Back to the Glen Campbell film. Its title was “Glen Campbell: I’ll Be Me.” The main player was Glen, himself, but intertwined with the musical icon was his family as they lovingly and, sometimes painfully endured, the singer and entertainer’s declining condition.

As I mentioned earlier, it doesn’t sound too happy. It wasn’t, but life isn’t always a bowl of cherries. I will say this for it. It did not mince words and sights of the debilitating disease, but it also gave us enough of Glen’s unique talent and blessings to be uplifting. In other words, there was pain in the reality of what was happening, but also joy in seeing the courage, vulnerability and faith of one of America’s greatest showmen of the last 50 years.

The high and clear voice of the young Glen Campbell has disappeared. Who can forget “The Wichita Lineman or Galveston”?

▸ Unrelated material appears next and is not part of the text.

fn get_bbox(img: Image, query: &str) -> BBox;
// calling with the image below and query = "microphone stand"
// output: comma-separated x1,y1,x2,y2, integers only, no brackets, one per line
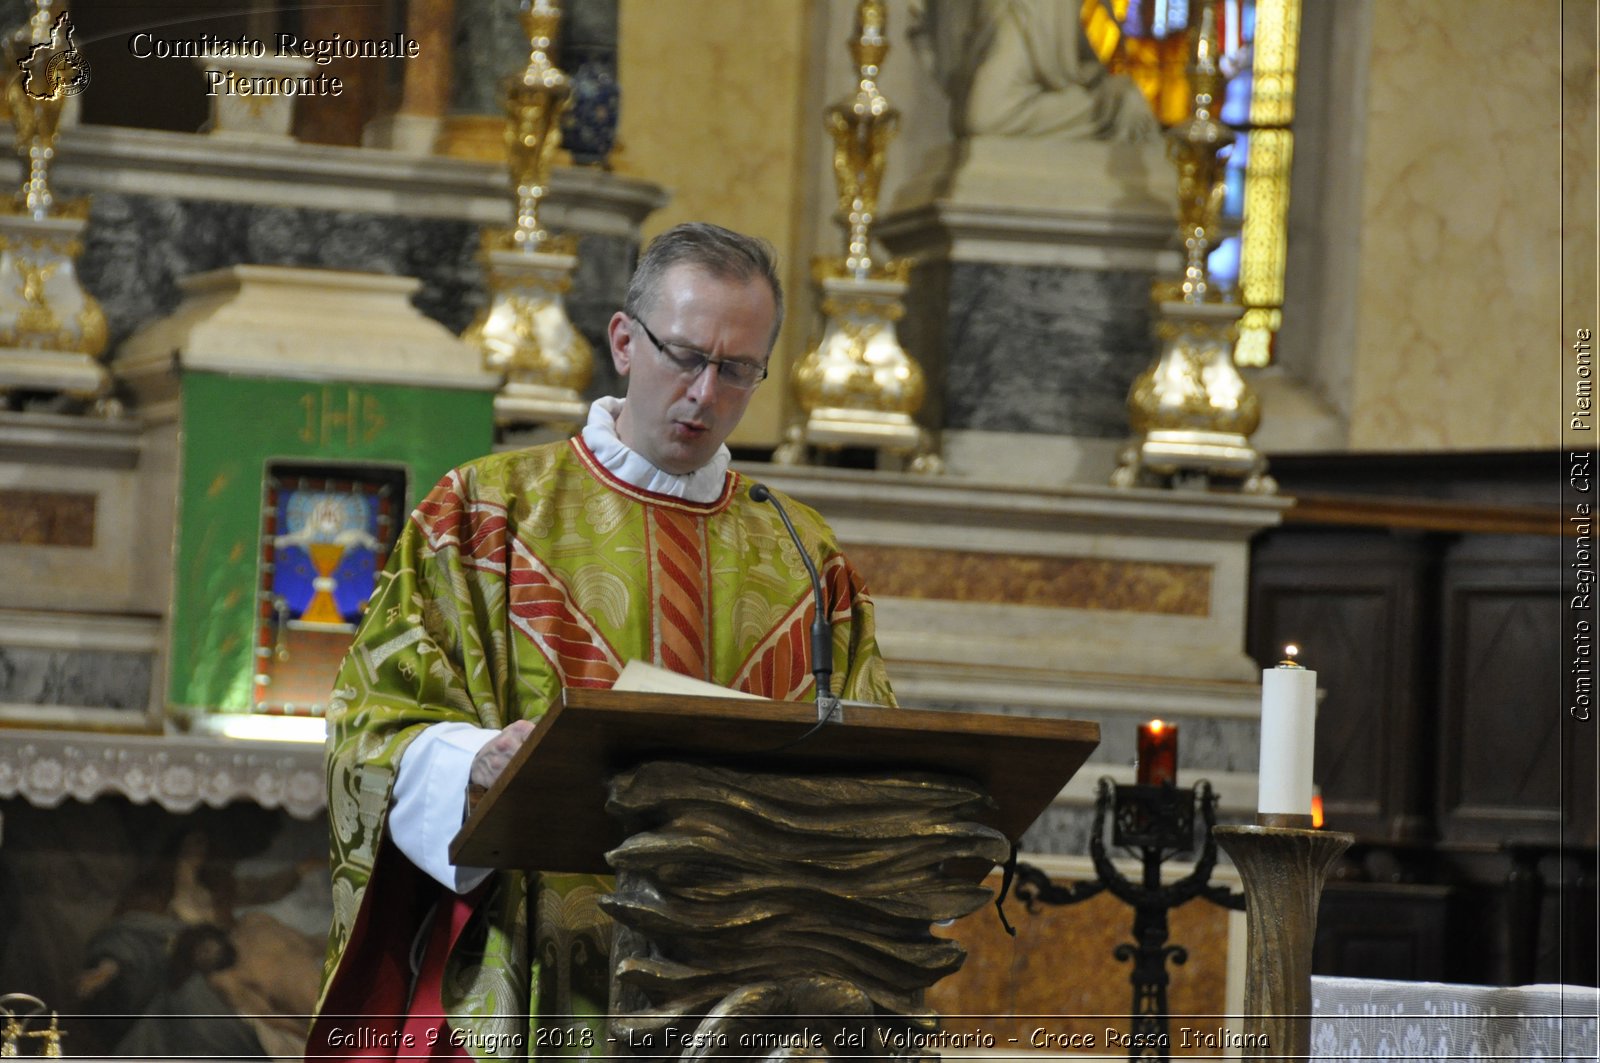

When I went to Nashville in the mid 1970s, I couldn’t help but sing “I been walkin’ these streets so long, singing the same old song…but I’m gonna be where the lights are shining on me…Like a Rhinestone Cowboy!”

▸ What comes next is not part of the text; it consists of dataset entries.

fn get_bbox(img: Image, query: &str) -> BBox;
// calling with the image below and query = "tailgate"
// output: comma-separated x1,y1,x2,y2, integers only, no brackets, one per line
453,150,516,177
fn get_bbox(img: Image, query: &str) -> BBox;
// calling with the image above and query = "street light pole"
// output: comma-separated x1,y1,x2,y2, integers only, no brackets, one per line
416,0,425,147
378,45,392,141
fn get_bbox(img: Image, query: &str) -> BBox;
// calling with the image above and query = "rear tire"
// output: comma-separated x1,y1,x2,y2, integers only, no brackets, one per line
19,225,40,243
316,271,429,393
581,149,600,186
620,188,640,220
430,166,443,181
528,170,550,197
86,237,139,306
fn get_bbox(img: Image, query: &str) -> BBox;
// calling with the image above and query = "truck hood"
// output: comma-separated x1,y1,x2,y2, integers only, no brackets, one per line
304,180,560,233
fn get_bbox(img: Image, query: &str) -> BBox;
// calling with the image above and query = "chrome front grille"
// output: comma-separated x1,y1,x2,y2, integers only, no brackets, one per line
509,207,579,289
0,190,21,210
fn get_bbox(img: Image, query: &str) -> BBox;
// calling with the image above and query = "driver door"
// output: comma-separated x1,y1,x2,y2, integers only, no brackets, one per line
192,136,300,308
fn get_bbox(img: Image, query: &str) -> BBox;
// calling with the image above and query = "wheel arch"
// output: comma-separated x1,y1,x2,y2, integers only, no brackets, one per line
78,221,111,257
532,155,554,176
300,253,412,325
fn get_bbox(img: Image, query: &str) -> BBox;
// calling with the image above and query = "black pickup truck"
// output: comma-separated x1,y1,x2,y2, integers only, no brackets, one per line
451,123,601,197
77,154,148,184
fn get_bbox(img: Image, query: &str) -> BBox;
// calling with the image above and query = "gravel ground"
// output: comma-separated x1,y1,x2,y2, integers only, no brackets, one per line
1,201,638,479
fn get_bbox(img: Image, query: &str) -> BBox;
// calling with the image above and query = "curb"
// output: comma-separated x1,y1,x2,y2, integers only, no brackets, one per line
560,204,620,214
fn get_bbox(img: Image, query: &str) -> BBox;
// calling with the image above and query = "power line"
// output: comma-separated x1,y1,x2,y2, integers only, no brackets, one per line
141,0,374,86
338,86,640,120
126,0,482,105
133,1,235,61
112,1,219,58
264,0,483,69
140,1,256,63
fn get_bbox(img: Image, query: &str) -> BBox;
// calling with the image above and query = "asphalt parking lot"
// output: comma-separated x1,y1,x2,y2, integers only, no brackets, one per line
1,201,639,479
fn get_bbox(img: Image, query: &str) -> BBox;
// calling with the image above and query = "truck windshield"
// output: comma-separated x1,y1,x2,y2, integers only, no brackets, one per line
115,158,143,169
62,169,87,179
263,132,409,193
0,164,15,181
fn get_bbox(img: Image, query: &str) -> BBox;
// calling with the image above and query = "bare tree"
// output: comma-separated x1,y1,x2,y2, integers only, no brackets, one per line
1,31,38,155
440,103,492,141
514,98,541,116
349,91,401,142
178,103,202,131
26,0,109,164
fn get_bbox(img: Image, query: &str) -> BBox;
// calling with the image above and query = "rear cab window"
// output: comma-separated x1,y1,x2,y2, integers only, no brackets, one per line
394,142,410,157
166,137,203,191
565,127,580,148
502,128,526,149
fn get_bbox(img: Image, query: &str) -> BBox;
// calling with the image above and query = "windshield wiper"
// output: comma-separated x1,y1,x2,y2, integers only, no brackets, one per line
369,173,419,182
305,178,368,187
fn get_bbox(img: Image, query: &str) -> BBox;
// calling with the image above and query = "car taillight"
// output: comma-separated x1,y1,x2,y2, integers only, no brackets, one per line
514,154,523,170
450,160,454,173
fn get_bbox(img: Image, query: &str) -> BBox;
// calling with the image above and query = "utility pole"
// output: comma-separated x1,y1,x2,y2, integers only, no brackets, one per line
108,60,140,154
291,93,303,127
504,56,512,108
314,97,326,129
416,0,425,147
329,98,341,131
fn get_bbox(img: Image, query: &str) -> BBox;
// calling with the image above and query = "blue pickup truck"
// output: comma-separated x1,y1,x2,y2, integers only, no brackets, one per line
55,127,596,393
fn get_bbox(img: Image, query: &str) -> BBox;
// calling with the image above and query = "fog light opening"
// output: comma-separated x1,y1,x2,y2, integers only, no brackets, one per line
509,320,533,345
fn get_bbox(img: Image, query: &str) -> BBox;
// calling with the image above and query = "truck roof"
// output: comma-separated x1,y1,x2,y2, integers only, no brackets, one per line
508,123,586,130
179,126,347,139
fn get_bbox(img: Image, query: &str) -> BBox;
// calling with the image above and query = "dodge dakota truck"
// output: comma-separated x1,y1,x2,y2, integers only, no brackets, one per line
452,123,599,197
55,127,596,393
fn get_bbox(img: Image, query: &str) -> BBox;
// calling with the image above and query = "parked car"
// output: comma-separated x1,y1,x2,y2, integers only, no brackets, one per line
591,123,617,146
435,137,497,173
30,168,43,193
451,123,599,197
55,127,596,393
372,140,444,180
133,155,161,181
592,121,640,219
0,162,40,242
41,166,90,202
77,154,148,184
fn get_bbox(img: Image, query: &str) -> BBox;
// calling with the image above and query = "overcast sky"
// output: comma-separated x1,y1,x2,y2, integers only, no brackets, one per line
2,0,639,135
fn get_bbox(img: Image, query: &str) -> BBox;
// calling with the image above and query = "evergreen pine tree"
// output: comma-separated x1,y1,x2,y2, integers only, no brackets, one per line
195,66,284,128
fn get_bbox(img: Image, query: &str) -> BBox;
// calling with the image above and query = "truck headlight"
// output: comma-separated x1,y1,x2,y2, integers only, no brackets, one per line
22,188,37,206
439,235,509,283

Unless I contract the same condition as Glen Campbell has, I’ll never forget some of the words to “Gentle on My Mind.”

The voice has shrunk a little, but it’s still bigger and better than mine! And I could never in a million years play a guitar like Glen Campbell still can. Neither can most of today’s guitarists.

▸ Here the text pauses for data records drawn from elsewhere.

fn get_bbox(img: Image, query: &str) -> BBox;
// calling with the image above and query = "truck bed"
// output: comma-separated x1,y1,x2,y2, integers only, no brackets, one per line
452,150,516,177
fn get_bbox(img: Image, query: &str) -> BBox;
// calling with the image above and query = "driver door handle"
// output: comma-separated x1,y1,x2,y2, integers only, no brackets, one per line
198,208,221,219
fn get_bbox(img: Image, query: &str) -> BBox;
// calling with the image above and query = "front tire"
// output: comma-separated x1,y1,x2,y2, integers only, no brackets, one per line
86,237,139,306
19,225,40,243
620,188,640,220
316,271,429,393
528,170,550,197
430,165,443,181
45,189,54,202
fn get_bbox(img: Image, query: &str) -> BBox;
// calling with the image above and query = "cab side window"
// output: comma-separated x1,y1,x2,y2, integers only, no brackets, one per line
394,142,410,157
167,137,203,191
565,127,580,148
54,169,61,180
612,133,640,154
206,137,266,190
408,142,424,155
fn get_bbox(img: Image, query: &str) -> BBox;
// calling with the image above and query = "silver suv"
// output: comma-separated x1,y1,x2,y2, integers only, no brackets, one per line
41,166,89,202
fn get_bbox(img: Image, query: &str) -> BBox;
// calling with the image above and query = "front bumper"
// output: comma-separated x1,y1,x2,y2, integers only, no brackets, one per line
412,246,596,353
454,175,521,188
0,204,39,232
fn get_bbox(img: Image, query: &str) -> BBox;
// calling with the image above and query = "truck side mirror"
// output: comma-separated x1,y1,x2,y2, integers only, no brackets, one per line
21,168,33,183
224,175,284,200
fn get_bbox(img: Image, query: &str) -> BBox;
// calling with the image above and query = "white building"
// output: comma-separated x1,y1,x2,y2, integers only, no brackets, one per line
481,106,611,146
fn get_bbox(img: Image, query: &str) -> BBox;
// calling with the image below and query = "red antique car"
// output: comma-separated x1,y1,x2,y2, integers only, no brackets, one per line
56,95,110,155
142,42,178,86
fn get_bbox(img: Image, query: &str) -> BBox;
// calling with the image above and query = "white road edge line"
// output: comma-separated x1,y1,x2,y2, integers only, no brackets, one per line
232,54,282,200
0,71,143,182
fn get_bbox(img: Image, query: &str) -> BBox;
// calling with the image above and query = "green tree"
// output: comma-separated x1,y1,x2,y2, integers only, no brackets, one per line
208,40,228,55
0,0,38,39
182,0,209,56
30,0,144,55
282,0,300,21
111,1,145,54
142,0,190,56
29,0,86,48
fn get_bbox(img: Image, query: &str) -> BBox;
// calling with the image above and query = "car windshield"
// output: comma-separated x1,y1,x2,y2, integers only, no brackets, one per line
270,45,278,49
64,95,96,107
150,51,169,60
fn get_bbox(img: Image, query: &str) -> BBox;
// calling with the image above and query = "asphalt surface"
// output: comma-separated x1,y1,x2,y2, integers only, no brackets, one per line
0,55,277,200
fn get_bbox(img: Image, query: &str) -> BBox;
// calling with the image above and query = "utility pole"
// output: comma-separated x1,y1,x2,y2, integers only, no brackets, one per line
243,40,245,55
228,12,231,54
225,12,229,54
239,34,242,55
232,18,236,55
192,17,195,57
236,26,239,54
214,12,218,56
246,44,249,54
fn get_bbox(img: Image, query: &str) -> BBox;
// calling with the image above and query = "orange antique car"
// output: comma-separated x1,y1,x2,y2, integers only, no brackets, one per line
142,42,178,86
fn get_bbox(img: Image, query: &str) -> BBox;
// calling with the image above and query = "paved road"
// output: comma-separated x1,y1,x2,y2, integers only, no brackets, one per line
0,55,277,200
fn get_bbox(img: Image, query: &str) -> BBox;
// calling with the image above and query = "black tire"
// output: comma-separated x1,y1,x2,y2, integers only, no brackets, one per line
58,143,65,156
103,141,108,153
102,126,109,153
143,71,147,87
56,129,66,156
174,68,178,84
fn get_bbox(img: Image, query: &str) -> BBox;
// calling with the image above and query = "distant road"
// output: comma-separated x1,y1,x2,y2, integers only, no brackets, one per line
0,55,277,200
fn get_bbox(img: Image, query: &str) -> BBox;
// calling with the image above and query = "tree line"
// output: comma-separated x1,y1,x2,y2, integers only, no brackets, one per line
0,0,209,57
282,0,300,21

“Glen Campbell: I’ll Be Me” was a joy to see. He fumbled many of the words. He got angry at his loved ones. He might not have known which golf club to choose. But, and this is important, Glen Campbell was still Glen Campbell.

It’s important for us to remember that we may forget who we are and who is around us, but God doesn’t. I saw that in a really, real reality show.